In this paper we test the hypothesis that the establishment of modern tropical rainforests in different tropical areas was not synchronous by examining the historical diversification and biogeography of the angiosperm family Menispermaceae (moonseed family). Menispermaceae are a very important representative of liana families in tropical rainforests (Upchurch & Wolfe, 1987; Gentry, 1991; Richards, 1996) and therefore offer a remarkable opportunity for studying the diversification of tropical rainforests on a worldwide basis. Menispermaceae are one of the 10 most dominant liana families in tropical rainforests (Supporting Information Fig. S1; also see Fig. 2 in Nabe-Nielsen, 2001), which contribute substantially to the diversity and abundance of woody plants (Gentry, 1991; Nabe-Nielsen, 2001). Only two genera of the family, Antizoma (three species) and Menispermum (two species), are not distributed in tropical rainforests at all, whereas the remaining 70 genera are entirely or mostly distributed in tropical rainforests (Supporting Information Table S1). Stem anatomical features indicate that moonseed plants are well adapted to warm humid habitats (Carlquist, 2007). Additionally, the swollen regions at the base of the petioles are also an adaptation to tropical rainforests, with the function of turning the lamina to face the maximum light (Forman, 1986). Both the fossil record and molecular dating studies indicate that Menispermaceae are an ancient angiosperm lineage. The oldest putative fossil endocarp of the family comes from the Turonian of central Europe (91 Ma). Some fossil leaves found in North America and Asia (but unconvincingly determined as Menispermaceae) extend back to the Early Cretaceous (Doria et al., 2008). Recent molecular clock estimates suggest a stem age of 121.8 Ma for the family (115.6–125.0; Jacques et al., 2011).

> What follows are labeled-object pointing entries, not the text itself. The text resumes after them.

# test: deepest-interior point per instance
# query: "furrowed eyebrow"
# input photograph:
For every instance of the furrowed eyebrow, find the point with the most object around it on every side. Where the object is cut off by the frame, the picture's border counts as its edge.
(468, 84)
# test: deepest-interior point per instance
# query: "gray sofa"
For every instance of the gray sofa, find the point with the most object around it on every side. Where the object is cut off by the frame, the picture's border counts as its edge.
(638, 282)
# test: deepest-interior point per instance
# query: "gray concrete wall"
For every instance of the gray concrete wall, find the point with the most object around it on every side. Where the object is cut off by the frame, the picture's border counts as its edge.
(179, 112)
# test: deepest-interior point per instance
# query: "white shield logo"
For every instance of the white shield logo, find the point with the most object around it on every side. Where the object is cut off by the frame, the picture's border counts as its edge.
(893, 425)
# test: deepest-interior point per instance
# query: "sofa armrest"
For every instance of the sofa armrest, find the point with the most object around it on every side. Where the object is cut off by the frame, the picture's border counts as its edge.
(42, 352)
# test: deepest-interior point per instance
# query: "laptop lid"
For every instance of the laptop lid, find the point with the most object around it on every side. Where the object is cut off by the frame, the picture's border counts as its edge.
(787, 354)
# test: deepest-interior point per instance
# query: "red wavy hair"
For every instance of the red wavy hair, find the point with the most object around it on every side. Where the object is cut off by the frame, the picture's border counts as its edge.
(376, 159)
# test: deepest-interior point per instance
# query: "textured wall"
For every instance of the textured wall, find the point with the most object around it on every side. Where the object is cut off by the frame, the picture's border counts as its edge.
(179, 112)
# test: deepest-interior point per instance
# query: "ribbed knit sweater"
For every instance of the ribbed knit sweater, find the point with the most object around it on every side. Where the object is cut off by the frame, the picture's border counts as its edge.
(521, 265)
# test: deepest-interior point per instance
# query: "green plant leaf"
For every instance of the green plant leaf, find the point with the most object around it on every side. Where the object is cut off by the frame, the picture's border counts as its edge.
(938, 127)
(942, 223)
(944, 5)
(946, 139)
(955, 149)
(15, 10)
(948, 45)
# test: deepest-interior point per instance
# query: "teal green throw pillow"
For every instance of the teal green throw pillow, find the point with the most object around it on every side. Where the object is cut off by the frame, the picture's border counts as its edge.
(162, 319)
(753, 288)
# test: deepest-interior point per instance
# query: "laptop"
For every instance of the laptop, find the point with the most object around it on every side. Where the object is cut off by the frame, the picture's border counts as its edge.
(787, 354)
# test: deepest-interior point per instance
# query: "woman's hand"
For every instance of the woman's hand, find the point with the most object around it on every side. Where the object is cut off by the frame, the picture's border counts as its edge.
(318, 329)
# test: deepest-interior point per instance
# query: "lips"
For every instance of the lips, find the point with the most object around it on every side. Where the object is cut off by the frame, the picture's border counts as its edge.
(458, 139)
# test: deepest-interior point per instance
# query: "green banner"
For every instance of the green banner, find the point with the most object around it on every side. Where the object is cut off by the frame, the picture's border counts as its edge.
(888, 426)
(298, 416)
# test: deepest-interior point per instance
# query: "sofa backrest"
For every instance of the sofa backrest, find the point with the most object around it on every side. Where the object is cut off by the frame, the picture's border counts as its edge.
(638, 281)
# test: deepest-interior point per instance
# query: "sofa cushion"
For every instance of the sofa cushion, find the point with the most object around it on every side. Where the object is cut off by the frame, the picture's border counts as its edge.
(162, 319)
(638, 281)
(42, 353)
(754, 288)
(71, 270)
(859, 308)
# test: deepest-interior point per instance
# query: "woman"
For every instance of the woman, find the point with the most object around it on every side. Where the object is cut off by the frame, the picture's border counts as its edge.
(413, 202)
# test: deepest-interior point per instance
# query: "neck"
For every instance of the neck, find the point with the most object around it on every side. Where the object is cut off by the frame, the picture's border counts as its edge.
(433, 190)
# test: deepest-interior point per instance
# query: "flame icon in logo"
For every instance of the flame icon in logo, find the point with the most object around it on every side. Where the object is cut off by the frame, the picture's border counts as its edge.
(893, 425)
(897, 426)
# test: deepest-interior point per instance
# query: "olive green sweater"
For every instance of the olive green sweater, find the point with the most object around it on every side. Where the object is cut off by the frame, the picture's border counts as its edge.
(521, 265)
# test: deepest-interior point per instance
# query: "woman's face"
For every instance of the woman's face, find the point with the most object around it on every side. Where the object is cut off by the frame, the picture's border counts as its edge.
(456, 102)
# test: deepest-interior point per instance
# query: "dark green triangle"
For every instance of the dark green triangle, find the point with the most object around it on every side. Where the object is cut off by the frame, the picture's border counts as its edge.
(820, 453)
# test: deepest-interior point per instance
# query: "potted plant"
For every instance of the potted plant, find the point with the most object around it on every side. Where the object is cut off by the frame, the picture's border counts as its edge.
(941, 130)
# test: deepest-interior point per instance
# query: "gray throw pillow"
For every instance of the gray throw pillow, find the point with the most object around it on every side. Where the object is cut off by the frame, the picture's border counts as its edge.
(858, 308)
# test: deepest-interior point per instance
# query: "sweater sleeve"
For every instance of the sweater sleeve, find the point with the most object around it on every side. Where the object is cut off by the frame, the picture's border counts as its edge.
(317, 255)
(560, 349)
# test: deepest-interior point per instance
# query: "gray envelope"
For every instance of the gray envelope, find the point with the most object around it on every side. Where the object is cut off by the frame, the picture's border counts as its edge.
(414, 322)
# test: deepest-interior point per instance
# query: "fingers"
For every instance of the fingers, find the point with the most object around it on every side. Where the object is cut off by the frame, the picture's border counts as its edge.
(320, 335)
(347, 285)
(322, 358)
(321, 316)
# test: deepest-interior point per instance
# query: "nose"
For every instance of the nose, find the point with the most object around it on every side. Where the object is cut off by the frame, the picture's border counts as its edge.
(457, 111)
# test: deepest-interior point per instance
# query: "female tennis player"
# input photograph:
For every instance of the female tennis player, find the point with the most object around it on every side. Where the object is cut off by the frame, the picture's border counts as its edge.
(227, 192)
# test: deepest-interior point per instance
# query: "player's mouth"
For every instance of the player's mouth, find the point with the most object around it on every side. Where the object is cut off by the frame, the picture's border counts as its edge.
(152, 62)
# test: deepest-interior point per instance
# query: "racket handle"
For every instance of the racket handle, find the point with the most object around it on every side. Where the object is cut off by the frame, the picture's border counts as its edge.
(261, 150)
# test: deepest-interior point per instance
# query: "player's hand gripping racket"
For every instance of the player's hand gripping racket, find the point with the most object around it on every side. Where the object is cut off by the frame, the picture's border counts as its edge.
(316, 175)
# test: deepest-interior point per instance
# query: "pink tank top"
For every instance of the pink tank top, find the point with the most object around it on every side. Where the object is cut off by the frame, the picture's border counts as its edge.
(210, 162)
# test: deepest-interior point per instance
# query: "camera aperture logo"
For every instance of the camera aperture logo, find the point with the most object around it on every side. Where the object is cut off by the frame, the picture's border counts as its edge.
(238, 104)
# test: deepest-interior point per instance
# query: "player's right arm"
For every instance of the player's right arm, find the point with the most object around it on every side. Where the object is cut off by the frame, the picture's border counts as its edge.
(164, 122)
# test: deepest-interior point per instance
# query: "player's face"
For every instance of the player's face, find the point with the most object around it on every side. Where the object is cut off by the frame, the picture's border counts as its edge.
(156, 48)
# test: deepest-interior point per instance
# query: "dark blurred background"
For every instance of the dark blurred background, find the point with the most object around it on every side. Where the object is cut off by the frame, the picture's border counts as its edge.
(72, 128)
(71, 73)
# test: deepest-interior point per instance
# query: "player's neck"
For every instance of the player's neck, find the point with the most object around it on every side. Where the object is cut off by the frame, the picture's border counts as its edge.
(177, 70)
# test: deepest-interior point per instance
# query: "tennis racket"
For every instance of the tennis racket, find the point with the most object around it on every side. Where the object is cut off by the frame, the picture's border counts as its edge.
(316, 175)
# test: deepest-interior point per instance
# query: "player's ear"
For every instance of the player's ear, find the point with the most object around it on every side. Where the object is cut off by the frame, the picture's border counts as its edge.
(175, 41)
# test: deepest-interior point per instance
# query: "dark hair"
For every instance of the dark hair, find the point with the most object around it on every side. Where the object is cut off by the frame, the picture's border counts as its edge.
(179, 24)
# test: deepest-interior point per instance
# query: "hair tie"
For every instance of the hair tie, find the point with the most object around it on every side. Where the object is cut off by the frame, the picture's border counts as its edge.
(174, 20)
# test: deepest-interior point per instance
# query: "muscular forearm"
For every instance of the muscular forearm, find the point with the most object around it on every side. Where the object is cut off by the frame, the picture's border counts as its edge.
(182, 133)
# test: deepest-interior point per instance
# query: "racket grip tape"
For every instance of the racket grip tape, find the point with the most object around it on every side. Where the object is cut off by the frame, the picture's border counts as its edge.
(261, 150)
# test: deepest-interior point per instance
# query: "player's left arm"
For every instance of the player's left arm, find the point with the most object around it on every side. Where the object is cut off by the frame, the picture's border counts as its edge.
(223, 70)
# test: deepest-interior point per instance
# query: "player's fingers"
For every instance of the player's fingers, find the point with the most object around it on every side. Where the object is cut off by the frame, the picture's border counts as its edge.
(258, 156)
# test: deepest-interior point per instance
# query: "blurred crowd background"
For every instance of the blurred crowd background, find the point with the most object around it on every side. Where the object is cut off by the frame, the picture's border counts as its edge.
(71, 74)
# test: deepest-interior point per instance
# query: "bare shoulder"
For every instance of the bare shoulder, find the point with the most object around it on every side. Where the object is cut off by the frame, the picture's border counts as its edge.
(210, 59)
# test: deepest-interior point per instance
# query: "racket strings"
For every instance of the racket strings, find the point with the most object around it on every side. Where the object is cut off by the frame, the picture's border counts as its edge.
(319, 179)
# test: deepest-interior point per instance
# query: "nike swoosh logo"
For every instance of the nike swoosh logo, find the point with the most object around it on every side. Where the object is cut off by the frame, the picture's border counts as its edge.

Here, we first reconstruct a robust phylogenetic framework for Menispermaceae using five chloroplast DNA regions with more extensive sampling at the generic level than in any previous study. By integrating phylogenetic, biogeographic and molecular dating methods, we then investigate the temporal and spatial diversification of Menispermaceae on a global basis. Finally, we use the moonseed family as an indicator to explore the diversification of tropical rainforests worldwide. That is, we attempt to assess whether the establishment of modern tropical rainforests in different tropical areas was synchronous or asynchronous.